Niagara Gazette — Every house has its own stories. Michelle Kratz helps people discover what those stories are.
As a genealogist at the Lewiston Library, she knows where the answers might lie, what records to check, which books to read and what questions to ask.
But there’s a very interesting detail most of the people who look for her research help in the library are asking about.”It’s inevitable,” she said, “when people come in here asking, ‘Can you tell me the history of my house?’ 90 percent of the time, they want to know because they believe their house is haunted.”
Kratts, who has a degree in English and History from Niagara University, and who is certified in genealogy from the University of Toronto, says that people seek her out looking for answers about noises they hear and images they see in their homes.
“I have people come here in tears, emailing me, texting me in the middle of the night, saying ‘I don’t know what to do …’ “
“Its unbelievable,” she added. “Some of them want to get rid of the spirits, some of them want to understand what’s going on. I think too they want someone to believe them and not think they’re crazy.”

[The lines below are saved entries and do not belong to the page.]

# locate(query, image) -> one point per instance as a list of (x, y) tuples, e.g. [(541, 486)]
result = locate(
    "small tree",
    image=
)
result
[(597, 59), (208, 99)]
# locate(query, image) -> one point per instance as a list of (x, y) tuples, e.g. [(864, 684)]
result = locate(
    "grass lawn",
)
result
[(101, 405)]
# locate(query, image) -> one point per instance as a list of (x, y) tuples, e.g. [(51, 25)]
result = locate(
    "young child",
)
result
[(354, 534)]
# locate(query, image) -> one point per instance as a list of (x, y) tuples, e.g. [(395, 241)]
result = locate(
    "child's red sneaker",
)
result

Case in point, a woman on Saunders Settlement Road started hearing noises and seeing images in her home after bringing home some items from a German household. The disembodied voices were speaking in German. She saw faint images of people, and her bed would shake just about the same time nearly every night. Her skeptical husband, pulling out of the driveway one day, saw a man, all dressed in red, heading towards the house. He felt compelled to call his wife and warn her not to answer the door. When the husband came back, no sign of the man could be found.